Winter in North Florida is a funny thing. One day it feels like spring is knocking on the door, and the next we’re pulling out jackets and checking thermometers before sunrise. For those of us with honey bees in the apiary, these cold snaps bring a mix of patience, worry, and quiet admiration.
When temperatures dip into the low 30s and 40s, the bees hunker down. Inside the hive, they form a tight cluster, wrapping themselves around their queen like a living blanket. They vibrate their wing muscles to generate heat, surviving off the honey stores they worked so hard to put away during warmer months. It’s a humbling thing to think about; thousands of tiny workers cooperating perfectly just to make it through another cold night.
As beekeepers, winter testing our restraint might be the hardest part. We want to open the hive. We want to check brood patterns, see how the queen is doing, and confirm food stores. But in cold weather, the best thing we can do is often nothing at all. Opening a hive when it’s too cold can break the cluster and cost the bees valuable heat; something they can’t afford this time of year.
So we wait.
We watch the weather apps. We walk past the hives on sunny afternoons and smile when we see a few brave foragers darting out for water or early blooms.
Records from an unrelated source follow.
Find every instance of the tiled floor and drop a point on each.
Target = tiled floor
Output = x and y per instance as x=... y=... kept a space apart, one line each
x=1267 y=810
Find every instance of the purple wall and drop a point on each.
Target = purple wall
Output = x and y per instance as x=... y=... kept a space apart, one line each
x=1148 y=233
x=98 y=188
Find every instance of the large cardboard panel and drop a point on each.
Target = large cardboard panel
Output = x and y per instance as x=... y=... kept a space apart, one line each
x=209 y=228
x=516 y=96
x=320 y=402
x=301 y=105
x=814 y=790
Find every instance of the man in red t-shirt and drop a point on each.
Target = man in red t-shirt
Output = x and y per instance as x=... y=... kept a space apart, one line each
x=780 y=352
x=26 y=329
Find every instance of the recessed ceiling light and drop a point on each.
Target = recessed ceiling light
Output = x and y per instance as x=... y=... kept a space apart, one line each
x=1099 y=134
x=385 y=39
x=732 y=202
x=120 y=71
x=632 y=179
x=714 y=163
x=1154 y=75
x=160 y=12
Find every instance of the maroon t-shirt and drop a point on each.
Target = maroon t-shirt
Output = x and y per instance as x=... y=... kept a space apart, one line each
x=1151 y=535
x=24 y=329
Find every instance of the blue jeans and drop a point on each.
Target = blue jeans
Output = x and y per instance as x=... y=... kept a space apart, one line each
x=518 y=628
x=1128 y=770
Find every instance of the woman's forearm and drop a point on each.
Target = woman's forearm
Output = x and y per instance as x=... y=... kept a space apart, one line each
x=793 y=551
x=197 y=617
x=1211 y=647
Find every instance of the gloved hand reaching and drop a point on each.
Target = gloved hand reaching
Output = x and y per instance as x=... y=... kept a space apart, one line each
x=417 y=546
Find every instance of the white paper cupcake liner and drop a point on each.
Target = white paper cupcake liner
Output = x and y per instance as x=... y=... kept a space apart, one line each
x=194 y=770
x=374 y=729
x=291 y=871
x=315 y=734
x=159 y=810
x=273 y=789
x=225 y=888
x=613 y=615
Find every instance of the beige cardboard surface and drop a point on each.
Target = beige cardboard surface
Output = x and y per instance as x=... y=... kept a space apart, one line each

We listen for that familiar hum on warmer days, a sound that tells us the colony is alive and holding strong.
And oh, how we look forward to warmer weather.
Soon enough, North Florida will do what it always does; flip the switch. The days will stretch longer, the temperatures will creep into the 60s and 70s, and suddenly the apiary will be buzzing with life again. That first real inspection of the season feels like a reunion. Frames come out, brood appears, pollen is packed in tight, and the bees remind us why we fell in love with beekeeping in the first place.
Until then, winter is a season of trust. Trust in the bees. Trust in the work we did last fall. And trust that warmer days; and full hive inspections; are just around the corner.